Now that it’s winter and we spend more time indoors, it is SO-o-o-o-o enjoyable to start the day with a hike on the Overlook Trail. Maybe a tad of cabin fever is being experienced here in Sonoma, because we had a BIG group of Happy Hikers show up today for our Wednesday morning hike. . . .Come join us any Wednesday at 8:30 for a Cabin Fever Cure.
PS. . . A HUGE thank you to Stewards Roy, Lynn, and Bill for getting the fallen tree on the trail removed PRONTO so that our hike was safe and unobstructed.
One of the things I’ve enjoyed the most about becoming a Sonoma Overlook Trail Steward is being part of a motivated, energetic, and inspiring group of individuals who all love the land and hiking out in it. But now and then I’m reminded that the official stewards group is only the tip of the spear, as it were, in keeping the trail safe and well-maintained. This week was one of those times.
Usually I’m out on the trail every day when I’m not away, but this week found me in bed on Monday with a cold I caught in the wake of two weeks in Thailand. Literally on my sick bed I received a text message from Melissa Beasley, a friend who is a yoga teacher for The Lodge and also leads hikes on the Overlook Trail several days a week. She had in turn received a text message from her colleague Lisa Turchet, who also is a yoga teacher for The Lodge and also leads those hikes. Lisa was warning Melissa about a tree down on the trail (see photo), and suggesting she might want to consider alternate routes for the hikes she might lead later in the week. Before I had even gotten out of bed, I fired off an email to a couple colleagues who assist with trail maintenance, Lynn Clary and Bill Wilson, hoping that one or more of them could get by there and help mitigate the hazard. Bill also serves as our liaison with the City, so I knew he would report it to the City so they could come out with a chainsaw and do a full removal.
Sure enough, within hours Lynn, Bill, and Richard Gibson, another steward, were on it and had at least made it possible to more easily pass with care. Since Monday was a City holiday, it took another day or two to get it fully removed, but now it no longer presents a hazard. All told, at least six different individuals or groups were involved, working in concert, to get this resolved, and only half were actual trail stewards.
This experience is not rare, but it served to remind me how we stewards serve within a much larger community of those who care about the trails and the land that they pass through. It takes a team, and that team is much larger than I think any of us can fully grasp. Thank you all, for your love and support. It’s appreciated.

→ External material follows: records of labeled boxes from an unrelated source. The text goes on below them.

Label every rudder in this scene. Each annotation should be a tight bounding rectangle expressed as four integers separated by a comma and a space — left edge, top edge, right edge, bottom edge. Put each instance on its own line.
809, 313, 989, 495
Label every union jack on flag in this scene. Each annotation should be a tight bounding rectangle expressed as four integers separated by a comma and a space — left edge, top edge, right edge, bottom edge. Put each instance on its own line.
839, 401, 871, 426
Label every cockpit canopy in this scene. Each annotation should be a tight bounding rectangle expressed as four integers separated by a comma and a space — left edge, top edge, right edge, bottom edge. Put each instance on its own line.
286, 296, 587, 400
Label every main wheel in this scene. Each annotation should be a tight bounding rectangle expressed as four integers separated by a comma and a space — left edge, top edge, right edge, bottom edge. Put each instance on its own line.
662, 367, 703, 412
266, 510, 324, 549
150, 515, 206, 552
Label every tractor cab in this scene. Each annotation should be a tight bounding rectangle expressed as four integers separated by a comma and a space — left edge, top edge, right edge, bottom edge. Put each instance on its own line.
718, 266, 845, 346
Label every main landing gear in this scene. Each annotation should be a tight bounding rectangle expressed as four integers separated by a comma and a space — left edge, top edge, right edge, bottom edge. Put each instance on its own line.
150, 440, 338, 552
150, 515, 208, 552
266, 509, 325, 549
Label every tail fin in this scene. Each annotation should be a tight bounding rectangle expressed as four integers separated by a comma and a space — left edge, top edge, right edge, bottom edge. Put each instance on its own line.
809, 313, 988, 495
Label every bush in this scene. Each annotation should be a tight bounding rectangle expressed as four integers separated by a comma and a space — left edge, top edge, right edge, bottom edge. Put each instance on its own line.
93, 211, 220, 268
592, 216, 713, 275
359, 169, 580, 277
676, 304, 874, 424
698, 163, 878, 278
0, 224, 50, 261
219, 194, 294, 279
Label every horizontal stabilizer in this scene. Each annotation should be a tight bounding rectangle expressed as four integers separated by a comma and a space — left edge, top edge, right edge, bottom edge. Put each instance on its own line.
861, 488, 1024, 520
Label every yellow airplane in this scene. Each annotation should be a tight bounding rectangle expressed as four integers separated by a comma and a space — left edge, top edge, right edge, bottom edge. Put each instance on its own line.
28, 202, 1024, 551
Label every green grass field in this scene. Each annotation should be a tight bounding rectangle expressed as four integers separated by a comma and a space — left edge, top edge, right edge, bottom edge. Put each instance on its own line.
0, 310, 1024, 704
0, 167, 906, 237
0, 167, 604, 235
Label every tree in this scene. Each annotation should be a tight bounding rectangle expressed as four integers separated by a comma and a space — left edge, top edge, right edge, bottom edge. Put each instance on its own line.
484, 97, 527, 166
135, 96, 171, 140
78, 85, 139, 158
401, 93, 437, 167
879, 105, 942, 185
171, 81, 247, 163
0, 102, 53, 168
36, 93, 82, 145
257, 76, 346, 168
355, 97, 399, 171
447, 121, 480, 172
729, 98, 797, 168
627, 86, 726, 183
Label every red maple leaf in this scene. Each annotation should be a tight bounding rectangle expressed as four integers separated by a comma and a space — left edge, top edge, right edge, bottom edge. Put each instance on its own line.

The Overlook Trail Stewards are happy to have the challenge of maintaining the wonderful resource that so many of us love. But every now and then it’s nice to know such work is appreciated. So it was with delight that we recently came upon this very nice (and accurate!) Letter to the Editor in the Sonoma Index-Tribune:
Overlook not to be overlooked
EDITOR: My wife and I are part-time Sonoma residents, but one of the resources we have enjoyed since arriving a few years ago is the wonderful Sonoma Overlook Trail just on the northern edge of town.
We especially like the combination of shade and sun, forests and grasses, while making the gentle climb to the top. It’s not even a mile from Mountain Cemetery to the peak and less than a 400-feet elevation gain, but the reward is a stunning view of Sonoma and the surrounding countryside you can’t get anywhere else so close to town. Last week we could see the Salesforce Tower and the Bank of America building looming over downtown San Francisco.
Our only minor complaints were that the trail was very rocky and steep in some areas, and suffered erosion both from downpours and from hikers straying off the paths.
A set of stairs to assist hikers and improve drainage.
Imagine our delight returning to Sonoma this autumn to find a renovated trail complete with drain dips and water bars, graded and stabilized paths, and a series of beautiful stone steps making the trail even more accessible and inviting. We prefer going up through the cemetery at the top of Second Street East, but you can drive to a number of accessible starting points and park for free everywhere.
We want to thank the Sonoma Overlook Stewards led by Joanna Kemper, Sonoma’s Public Works Department, the Sonoma Ecology Center, and those 12 hardy young people from the American Conservation Experience – how they moved those huge stone steps up the hill will forever remain a mystery. We are grateful to all of you for making a wonderful resource even better.
Thanks, Richard, for taking the time to write such a nice letter. You’re welcome!